Aynı değişmezci ve özcü yaklaşım değerlerde de göze çarpmakta, mutlak/saltık değerler dizgesi öncelenmektedir. Genel olarak program üç tür değeri ön plana çıkarmaktadır. İlki, neolibaral değerler, ikincisi milli değerler, üçüncüsü ise dini değerlerdir. Fakat neoliberal ve mili değerler son kertede dine indirgenmektedir. Değerleri önceleyen derslerde değerler önce parçalanmakta, din dersleri aracılığıyla Tanrı’ya bağlanarak bütünleştirilmektedir. Sözgelimi, Din Kültürü ve Ahlak Bilgisi derslerinde güncel dini meseleler adlı ünitede,  günlük yaşam, gıda ve genetik gibi konular; din ve sosyal hayat ünitesinde sosyal yaşam, haklar ve sorumluluklar ünitesinde hak ve özgürlükler tümüyle dinsel bir çerçeveye oturtulmaktadır. Hatta program yapıcısı değer aşılamaktan bile söz etmektedir. Öte yandan program yapıcısının sözünü ettiği, milli değerleri, ulus devlet öncesinde, girişimcilik ve finansal alana gönderme yapan değerleri, neoliberal dünyadan önce bulmak pek olası değildir; o değerler ulus devlet ve kapitalist koşulların yarattığı değerlerdir. İslami değerler bile, dönemin Arap toplumunun, üretim biçiminin ve yaşam tarzının bir tür türevidir. Program yapıcısı, bilgide olduğu gibi değerler alanında da özcüdür; onların tarihsel, sosyo-kültürel ve sınıfsal temellerini hiçe saymaktadır. Bu yüzden program taslağında evrimselci, ilerlemeci ve tarihselci hiçbir perspektif yoktur; Platon’un ideaları gibi her şey muallakta yani boşluktadır. Bu bakışa uygun olarak programda özcülüğün tavan yaptığı din derslerinin sayısına dokunulmamış; dinsel temalar, değerler adı altında tüm derslere ve etkinliklere yayılmış, din dersleri de tarihsel bağlamdan kopup biçimde ele alınmış, ama buna rağmen, ulusal ve neoliberal değerlerle din arasında sentezler kurmaktan da kaçınılmamıştır.

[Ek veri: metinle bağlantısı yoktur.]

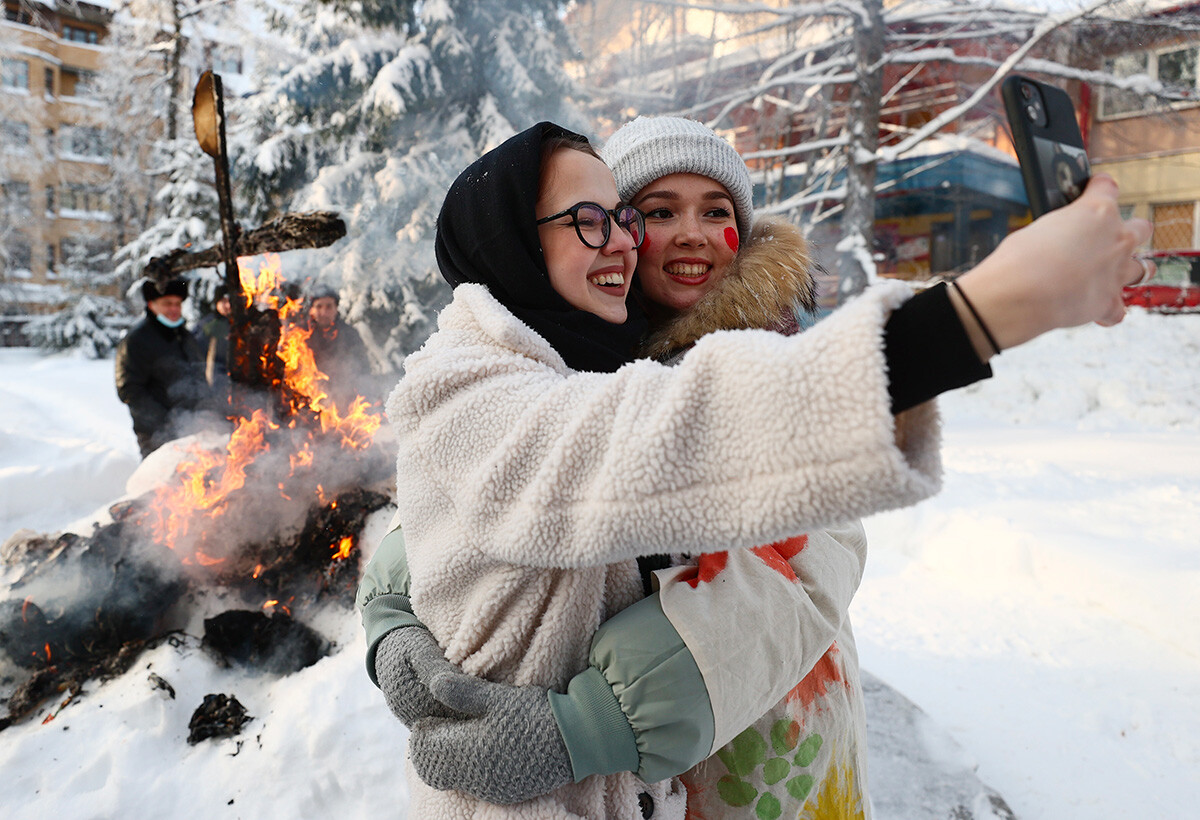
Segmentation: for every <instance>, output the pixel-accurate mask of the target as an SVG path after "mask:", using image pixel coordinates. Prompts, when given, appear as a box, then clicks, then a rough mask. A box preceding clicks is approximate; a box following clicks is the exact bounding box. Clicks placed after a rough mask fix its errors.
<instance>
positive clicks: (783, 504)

Kısaca söylemek gerekirse, Maarif Modeli’nin ilginç bir strateji ile hazırlandığı söylenebilir. Bu strateji şudur: Önce varlığı çeşitli disiplinler aracılığıyla parçala, bütünsel bakışlı bilimsel ve felsefi teorileri saf dışı et ve parçaları dinle bütünleştir. Bu açıdan programı parçacı bir bakışla inceleyenler, bütünü görmeyenler, programın oldukça bilimsel olduğunu düşünebilir. Unutulmamalı ki, programın temel iddiası holistisizm/bütüncüllüktür; bu bütüncüllüğün neyle sağlandığı bu açıdan çok önemlidir. Programın bütününe bütüne odaklanınca, idealist ve dinsel çerçevede yapılanmış bir programla karşılaşılmaktadır. Bu açıdan Maarif Modeli’nin, dinsel-kapitalist-özcü-milliyetçi-tarihsiz bir yaklaşımdan yana tavır aldığı, seküler yaklaşım tarzını, milli ve manevi değerlerimize ters diyerek neredeyse tümüyle dışladığı açıktır. Program yapıcısı, laikliğe doğrudan cephe alınamadığı için, sekülerizmle laiklik arasında kimilerinin yaptığı ayrımı kullanılarak, bir tür şark kurnazlığıyla, sekülerizm eleştirisi adı altında laik düşünce ve değerleri saf dışı etmeye çalışmaktadır. Seküler/laik bakış, özünde varlık, bilgi ve değerlere insan yetileri temelli, tekilci, diyalektik ve evrimsel bir yaklaşımı esas alır. Varlık, bilgi ve değerlere Tanrı merkezli, durağan, özcü bakışa karşı durur. Bu açıdan, programın, varlık, bilgi, değerler ile bir bütün olarak eğitimin örtük bir biçimde İslamileştirilmesini, dinselleştirilmesini erekleyen bir yaklaşım tarzıyla hazırlandığını açıkça ifade etmek gerekir. Programın, bütünsel açıdan bakıldığında, yetkin insan (insan-ı kâmil) adı altında varlık, bilgi ve değere dinsel perspektiften bakan, her şeyi dinle bütünleyen, anlam dünyasını dinse arayan bir tür homo ahireticus (homo escatologicus) yaratacağı ve bu insan tipinin modern dünyada başarılı olamayacağı, modern topluma ve uygarlığa katkı sunamayacağı açıktır. Osmanlı devleti bile, Batı karşısında yenilmeye başlayınca Tanzimat ile birlikte bu tipten vazgeçmiştir. Dolayısıyla taslak modelin yahut taslak programın insan tipinin, varlık, bilgi ve değere bakışının Osmanlı modernleşmesinden bile geriye gittiği aşikârdır.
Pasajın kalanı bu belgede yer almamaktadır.